Parts of this have already occurred in California. The burned trees in places like Eldorado National Forest, which experienced a drought and a wildfire in quick succession, have not been replaced by new conifers. Chaparral, or shrubland better suited to the hotter, drier climate that now characterizes these elevations, is reappearing. Some of what we’ve been referring to as wildfire recovery may actually be transition rather than recovery. The centuries-old forest is not returning. It’s being replaced by something else.
Once you realize what zombie forests are, you get a certain feeling. When you reflect on all the hikes you’ve done, the drives you’ve taken through mountain passes, and the times you’ve seen a conifer forest, it seems like proof that some things have not changed. It’s a slight change in the way you interpret a landscape. These trees may be more ancient than any human being, having survived decades of drought, fire, and snowpack, and they may continue to stand for decades to come. However, the ecosystem of which they were a part, which both supported and would have supplanted them, is already operating in a different way. There is a forest. The forest’s future is not.
Building on Hill’s initial mapping work, the Stanford research team led by Chris Field is attempting to make this understanding useful. The areas that are most at odds with their current climate and most likely to undergo a transition within the next generation can be identified with a fair degree of specificity using the maps they have created.

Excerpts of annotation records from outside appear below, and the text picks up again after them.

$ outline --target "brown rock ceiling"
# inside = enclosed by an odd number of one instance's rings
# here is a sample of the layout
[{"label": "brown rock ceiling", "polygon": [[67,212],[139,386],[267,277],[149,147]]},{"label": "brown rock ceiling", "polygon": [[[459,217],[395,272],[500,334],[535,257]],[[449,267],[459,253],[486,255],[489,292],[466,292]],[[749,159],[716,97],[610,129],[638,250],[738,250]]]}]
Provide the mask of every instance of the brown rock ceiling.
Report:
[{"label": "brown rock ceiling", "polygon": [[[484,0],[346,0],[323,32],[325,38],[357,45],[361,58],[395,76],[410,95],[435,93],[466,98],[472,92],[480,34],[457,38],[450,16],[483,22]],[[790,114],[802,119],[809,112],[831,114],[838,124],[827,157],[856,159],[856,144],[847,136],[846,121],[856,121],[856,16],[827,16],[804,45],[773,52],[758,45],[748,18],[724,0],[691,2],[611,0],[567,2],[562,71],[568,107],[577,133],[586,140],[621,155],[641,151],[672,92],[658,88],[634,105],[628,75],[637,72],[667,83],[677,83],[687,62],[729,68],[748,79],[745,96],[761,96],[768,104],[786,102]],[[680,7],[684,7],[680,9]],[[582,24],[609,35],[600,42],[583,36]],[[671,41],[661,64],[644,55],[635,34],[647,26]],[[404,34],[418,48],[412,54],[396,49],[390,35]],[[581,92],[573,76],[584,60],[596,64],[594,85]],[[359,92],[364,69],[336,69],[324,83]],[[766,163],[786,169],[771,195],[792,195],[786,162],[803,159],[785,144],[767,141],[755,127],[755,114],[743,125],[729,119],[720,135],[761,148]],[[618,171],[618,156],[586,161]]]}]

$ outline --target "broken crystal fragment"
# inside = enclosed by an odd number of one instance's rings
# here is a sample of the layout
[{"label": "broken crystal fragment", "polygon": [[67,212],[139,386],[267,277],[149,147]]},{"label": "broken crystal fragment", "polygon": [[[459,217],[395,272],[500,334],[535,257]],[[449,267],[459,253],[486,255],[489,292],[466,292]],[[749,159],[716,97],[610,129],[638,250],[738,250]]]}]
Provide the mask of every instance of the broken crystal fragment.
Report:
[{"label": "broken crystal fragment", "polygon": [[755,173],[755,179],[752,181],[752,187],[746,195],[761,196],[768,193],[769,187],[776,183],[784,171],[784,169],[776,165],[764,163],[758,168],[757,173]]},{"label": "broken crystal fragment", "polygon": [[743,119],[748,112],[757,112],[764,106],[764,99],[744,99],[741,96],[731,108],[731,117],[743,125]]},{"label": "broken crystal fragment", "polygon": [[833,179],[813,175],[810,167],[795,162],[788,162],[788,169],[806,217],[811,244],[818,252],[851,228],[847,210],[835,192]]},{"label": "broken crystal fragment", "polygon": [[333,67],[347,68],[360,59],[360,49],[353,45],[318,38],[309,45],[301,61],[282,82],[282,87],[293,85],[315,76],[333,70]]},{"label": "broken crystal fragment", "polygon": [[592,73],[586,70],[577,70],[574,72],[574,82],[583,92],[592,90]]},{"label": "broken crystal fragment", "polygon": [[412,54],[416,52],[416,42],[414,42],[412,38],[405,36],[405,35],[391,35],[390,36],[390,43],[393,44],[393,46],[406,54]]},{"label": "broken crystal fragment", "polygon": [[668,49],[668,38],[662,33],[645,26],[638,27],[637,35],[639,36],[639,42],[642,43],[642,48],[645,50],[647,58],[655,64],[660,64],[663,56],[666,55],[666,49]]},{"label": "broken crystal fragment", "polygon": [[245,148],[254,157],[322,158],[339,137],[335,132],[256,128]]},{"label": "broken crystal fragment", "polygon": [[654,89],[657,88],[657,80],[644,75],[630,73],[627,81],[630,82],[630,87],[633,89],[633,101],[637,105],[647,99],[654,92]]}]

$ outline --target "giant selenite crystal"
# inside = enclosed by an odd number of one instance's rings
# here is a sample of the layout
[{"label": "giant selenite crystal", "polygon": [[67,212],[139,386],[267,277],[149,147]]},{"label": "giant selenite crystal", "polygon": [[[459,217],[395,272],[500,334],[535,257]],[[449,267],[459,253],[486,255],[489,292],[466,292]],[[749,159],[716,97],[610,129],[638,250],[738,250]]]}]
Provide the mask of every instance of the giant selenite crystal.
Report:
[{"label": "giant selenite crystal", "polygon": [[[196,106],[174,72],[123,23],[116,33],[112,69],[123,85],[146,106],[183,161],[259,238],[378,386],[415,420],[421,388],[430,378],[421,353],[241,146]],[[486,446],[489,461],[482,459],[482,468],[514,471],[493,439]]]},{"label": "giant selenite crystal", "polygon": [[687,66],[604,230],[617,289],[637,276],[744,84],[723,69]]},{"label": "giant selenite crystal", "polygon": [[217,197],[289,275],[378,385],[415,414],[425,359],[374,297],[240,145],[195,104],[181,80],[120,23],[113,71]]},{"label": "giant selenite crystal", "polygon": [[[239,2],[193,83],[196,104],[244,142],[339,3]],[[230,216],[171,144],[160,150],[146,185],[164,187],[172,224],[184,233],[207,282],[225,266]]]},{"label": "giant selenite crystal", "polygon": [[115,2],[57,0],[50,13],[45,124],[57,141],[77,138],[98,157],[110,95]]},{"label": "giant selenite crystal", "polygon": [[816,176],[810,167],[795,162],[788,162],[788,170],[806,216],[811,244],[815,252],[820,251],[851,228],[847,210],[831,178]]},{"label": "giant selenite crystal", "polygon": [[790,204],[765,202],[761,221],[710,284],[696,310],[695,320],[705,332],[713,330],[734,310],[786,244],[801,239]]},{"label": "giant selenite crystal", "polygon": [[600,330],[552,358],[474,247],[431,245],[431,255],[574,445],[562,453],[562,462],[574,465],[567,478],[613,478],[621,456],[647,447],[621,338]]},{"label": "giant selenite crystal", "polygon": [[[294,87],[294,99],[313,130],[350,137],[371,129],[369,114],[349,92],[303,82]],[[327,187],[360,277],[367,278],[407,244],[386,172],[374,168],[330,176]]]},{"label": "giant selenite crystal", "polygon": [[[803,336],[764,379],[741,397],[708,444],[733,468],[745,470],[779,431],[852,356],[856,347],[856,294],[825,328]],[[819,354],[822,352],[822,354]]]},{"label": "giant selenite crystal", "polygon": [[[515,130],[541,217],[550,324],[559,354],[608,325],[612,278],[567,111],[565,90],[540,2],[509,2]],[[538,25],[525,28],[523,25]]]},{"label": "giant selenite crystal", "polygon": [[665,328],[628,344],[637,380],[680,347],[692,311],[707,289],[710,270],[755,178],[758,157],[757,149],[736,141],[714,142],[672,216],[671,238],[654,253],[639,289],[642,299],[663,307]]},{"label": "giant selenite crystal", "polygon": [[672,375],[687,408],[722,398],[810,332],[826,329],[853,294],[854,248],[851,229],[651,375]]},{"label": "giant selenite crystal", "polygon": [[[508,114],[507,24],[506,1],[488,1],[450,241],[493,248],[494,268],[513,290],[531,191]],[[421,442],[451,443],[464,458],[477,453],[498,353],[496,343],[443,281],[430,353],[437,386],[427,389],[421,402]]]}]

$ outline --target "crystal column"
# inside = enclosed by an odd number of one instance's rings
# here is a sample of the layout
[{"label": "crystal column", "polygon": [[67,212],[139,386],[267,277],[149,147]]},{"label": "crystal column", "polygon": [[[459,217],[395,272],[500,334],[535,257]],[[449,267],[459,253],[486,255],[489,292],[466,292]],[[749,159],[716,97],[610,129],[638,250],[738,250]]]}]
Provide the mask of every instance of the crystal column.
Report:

In order to lessen the catastrophic fire risk that these stressed forests carry, land managers can use this information to determine where to concentrate prescribed burning and where to take into account what researchers refer to as assisted migration, which involves actively moving tree species upslope to areas where conditions are now more suitable for them. It’s a seemingly pointless intervention, but in some of these situations, it might be the only practical choice.
The amount of conifer forest in the Sierra Nevada that can be preserved in any meaningful ecological sense is still unknown, as is whether the lower elevations’ trajectory toward shrubland is just the way things are going regardless of what managers do. On that point, the research does not provide false solace. The 20% figure represents the current situation as determined by data. Climate models, which have historically tended to be conservative rather than alarmist, are the source of the doubling prediction within 77 years. In all honesty, zombie forests are not a sign of impending danger. They are records of something that is already happening, visible on a Californian hillside, tall, green, and silently past the point of no return.